Second, schools who scramble their pandemic recovery efforts around chasing students’ “learning loss” risk ignoring the depths of social and emotional challenges kids are likely to be carrying back to campus. A narrow focus on triaging students’ academic needs is unlikely to be as efficient as it might seem.
Whenever schools bring back their full student bodies for in-person learning, most will find that kids won’t come back fully whole. They won’t be immediately prepared to launch into aggressive, intensive academic instruction. They’ll return out of practice in, well … everything. They’ll need time to get used to focusing on learning in the presence of friends, spending whole days indoors around crowds, working within the educational structures of schedules and authority. Students need practice learning to be in communities with their teachers and peers.

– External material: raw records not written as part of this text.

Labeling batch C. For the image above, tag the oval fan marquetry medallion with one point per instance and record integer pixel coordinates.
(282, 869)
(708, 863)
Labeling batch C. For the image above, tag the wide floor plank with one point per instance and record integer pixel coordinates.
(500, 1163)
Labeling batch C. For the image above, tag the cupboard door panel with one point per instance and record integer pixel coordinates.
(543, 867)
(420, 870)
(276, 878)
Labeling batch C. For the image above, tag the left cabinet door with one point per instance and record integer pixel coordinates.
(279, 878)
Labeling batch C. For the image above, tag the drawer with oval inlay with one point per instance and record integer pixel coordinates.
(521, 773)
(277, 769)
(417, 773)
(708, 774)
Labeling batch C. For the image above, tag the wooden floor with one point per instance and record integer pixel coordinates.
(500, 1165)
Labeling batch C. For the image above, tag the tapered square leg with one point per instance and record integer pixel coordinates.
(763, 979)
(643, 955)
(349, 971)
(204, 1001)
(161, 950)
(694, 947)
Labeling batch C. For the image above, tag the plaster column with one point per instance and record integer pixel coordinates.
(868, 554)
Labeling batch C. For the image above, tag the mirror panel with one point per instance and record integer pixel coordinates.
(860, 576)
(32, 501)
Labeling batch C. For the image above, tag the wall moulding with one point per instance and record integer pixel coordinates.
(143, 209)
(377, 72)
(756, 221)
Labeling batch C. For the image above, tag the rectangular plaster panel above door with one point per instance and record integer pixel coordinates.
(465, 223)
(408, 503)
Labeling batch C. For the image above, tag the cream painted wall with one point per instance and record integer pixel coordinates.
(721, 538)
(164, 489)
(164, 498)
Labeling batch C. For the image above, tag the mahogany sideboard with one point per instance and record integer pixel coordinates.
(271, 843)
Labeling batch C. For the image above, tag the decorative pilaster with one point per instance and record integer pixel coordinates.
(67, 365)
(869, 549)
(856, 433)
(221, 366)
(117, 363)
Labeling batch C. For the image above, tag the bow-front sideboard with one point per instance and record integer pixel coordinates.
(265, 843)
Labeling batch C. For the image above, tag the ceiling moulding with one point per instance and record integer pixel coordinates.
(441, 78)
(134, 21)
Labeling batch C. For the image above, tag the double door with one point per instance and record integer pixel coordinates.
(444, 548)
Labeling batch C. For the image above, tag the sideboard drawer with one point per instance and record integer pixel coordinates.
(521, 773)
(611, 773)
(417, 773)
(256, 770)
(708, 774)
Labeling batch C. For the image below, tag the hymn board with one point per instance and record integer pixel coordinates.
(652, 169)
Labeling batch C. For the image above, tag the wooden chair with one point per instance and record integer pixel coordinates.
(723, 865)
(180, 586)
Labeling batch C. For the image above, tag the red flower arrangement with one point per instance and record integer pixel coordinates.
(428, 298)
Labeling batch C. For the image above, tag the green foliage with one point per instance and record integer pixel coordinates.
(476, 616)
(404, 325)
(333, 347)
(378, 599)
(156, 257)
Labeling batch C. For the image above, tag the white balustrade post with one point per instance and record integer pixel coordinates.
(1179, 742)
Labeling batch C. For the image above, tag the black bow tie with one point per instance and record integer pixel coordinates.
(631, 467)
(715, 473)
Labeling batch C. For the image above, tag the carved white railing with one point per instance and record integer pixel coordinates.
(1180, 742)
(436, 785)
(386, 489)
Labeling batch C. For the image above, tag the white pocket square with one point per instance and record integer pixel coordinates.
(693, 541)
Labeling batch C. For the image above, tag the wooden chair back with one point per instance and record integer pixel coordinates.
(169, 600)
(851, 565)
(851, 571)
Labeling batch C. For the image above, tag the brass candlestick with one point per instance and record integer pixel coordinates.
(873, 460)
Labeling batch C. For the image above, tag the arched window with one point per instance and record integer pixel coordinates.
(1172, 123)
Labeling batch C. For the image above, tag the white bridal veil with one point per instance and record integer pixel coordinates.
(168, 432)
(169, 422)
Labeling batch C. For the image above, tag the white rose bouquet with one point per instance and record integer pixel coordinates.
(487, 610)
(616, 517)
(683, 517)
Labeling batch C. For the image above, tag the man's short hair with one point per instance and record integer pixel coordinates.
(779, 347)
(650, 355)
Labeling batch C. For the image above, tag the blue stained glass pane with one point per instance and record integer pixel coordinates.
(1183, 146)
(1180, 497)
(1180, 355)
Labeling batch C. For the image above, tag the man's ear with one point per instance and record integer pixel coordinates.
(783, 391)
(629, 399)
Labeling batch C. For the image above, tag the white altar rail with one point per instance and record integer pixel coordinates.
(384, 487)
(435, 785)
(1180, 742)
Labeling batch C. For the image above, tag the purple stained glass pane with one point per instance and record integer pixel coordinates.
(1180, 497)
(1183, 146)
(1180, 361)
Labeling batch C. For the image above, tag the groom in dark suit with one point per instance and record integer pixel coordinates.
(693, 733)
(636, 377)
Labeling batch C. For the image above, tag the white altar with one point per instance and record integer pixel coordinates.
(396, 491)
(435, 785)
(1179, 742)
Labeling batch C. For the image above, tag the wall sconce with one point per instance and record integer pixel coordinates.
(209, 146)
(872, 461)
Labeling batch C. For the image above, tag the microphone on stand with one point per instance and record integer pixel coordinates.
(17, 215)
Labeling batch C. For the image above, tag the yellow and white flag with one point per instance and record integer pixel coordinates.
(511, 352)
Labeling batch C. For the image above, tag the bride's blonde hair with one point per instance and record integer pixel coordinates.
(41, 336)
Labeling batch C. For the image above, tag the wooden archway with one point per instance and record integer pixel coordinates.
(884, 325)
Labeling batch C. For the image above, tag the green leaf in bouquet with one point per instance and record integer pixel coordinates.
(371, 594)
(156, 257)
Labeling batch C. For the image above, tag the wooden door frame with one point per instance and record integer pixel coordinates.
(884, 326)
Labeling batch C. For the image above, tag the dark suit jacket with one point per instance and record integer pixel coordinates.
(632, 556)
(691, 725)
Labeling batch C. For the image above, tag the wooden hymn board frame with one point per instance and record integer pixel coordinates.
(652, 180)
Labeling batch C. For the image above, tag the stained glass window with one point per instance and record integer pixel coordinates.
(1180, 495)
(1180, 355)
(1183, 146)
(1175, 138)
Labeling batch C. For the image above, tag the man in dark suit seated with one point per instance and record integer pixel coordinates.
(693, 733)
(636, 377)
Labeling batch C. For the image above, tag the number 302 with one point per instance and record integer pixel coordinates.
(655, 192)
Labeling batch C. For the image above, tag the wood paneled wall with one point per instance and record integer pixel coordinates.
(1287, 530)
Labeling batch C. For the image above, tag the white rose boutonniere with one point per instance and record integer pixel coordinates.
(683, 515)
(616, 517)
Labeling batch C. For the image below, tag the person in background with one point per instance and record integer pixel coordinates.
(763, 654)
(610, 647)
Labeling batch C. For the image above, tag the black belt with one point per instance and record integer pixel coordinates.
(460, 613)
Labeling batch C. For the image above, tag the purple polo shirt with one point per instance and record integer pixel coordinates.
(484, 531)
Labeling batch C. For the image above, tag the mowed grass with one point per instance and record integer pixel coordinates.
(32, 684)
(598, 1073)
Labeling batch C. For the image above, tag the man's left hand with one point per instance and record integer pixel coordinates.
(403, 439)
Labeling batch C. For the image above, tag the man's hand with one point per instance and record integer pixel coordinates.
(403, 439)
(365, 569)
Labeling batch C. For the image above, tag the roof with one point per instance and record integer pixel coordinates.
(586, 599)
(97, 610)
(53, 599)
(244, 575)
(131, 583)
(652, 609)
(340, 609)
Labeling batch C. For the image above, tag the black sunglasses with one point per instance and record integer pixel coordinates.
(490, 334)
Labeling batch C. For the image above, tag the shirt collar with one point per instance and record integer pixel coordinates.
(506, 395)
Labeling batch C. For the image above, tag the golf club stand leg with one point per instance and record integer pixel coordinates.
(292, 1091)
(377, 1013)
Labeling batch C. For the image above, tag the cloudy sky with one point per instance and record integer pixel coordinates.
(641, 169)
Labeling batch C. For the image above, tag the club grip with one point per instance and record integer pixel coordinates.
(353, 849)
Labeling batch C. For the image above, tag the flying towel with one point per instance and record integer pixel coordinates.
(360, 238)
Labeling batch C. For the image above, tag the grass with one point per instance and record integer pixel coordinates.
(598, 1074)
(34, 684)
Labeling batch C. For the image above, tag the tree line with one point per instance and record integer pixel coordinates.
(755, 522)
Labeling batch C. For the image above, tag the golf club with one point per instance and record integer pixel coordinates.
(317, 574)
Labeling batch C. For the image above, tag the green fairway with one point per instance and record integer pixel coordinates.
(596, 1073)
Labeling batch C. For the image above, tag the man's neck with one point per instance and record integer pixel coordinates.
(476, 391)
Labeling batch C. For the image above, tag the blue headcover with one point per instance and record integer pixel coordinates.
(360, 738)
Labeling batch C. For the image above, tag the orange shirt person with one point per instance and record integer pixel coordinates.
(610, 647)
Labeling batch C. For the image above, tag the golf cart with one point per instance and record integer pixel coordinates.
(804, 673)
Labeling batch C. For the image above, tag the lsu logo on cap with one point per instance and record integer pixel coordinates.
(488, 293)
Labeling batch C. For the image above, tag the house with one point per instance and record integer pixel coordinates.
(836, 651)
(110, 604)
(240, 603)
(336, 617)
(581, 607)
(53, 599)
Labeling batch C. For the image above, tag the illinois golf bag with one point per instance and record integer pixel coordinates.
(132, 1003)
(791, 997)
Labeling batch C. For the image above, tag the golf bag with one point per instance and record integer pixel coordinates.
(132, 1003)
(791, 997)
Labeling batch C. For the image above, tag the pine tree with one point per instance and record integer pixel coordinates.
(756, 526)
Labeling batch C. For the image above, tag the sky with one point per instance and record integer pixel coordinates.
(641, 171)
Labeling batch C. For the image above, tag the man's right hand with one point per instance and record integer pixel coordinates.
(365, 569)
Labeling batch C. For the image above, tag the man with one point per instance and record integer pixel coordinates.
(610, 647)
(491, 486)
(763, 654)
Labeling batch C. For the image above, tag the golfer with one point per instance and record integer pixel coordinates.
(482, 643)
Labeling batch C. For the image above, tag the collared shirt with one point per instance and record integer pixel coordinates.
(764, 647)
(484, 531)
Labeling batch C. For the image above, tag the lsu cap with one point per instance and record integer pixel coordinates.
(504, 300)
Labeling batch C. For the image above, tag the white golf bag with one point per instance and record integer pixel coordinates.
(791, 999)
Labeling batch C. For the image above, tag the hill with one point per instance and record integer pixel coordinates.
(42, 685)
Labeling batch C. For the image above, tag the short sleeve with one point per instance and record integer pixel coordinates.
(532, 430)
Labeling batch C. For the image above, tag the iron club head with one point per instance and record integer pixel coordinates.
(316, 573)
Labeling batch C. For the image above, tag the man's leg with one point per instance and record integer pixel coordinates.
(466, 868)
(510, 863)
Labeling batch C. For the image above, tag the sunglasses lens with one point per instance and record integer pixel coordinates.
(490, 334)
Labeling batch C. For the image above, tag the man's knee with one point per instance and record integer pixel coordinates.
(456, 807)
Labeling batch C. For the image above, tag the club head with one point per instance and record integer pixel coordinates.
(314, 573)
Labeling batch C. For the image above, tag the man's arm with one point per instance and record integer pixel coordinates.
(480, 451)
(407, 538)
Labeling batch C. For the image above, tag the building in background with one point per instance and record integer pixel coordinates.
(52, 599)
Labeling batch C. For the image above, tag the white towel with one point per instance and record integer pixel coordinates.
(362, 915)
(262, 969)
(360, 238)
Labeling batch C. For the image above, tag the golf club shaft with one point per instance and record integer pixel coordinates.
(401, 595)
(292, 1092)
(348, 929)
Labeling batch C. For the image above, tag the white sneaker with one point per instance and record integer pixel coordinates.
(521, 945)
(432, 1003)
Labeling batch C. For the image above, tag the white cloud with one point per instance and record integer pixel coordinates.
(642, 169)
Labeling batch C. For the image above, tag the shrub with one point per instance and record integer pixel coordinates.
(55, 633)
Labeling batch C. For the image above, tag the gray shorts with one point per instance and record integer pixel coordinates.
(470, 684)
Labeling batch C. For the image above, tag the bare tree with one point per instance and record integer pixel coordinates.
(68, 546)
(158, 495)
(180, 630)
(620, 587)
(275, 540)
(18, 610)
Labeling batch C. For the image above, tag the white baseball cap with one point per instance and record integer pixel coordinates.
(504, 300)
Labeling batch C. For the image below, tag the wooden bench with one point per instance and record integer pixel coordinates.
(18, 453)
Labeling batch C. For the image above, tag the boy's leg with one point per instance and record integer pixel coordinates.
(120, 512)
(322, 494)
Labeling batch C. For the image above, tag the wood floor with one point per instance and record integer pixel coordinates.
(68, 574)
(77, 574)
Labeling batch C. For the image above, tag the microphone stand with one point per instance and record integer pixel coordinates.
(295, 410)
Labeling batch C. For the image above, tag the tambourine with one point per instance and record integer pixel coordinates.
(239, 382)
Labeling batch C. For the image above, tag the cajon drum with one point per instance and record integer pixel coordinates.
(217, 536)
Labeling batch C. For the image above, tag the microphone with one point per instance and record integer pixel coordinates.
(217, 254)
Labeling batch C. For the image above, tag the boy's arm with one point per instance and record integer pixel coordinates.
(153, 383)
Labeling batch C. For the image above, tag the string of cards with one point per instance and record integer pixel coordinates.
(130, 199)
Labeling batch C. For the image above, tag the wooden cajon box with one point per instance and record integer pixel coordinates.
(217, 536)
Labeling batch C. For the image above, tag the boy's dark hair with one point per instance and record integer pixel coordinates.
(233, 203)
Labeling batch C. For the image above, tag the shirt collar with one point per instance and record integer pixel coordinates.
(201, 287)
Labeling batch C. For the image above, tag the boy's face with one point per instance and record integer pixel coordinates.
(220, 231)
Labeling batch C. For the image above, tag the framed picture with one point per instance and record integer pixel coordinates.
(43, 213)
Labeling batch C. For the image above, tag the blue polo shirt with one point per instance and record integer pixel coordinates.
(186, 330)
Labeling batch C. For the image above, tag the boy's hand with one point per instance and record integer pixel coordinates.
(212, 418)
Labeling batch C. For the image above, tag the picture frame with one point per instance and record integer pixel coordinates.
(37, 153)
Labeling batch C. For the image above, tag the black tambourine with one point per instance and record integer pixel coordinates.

Educators need to start there: to help kids reacclimate to the basics of spending their days living and learning in groups with their peers. This means giving children time to reconnect in organic, authentic ways with both kids and adults. It means making space to nudge kids into talking about how they’re feeling, about the struggles and challenges of the pandemic so that they don’t carry all of those stresses with them through the school year. And it means starting with informal activities that make reopening feel like the celebration and slow path back to normalcy that it should be. Critically, as they ease kids back into the routines of daily school, educators and administrators should be watching for red flags from those who may be suffering from trauma and other adverse childhood experiences.
This is one more instance of a pandemic lesson that’s worth carrying into the future: for more than a year, so many of us have repeatedly had to learn the hard way that we can’t set the terms for rushing back to normal. Over and over, we’ve tried to hurry past the serious work of leaving the crisis behind, and we’ve kept finding that there are consequences for skipping steps. School reopening is no different: we can take kids out of pandemic lockdown and back to school, but that doesn’t mean that the pandemic is done affecting kids.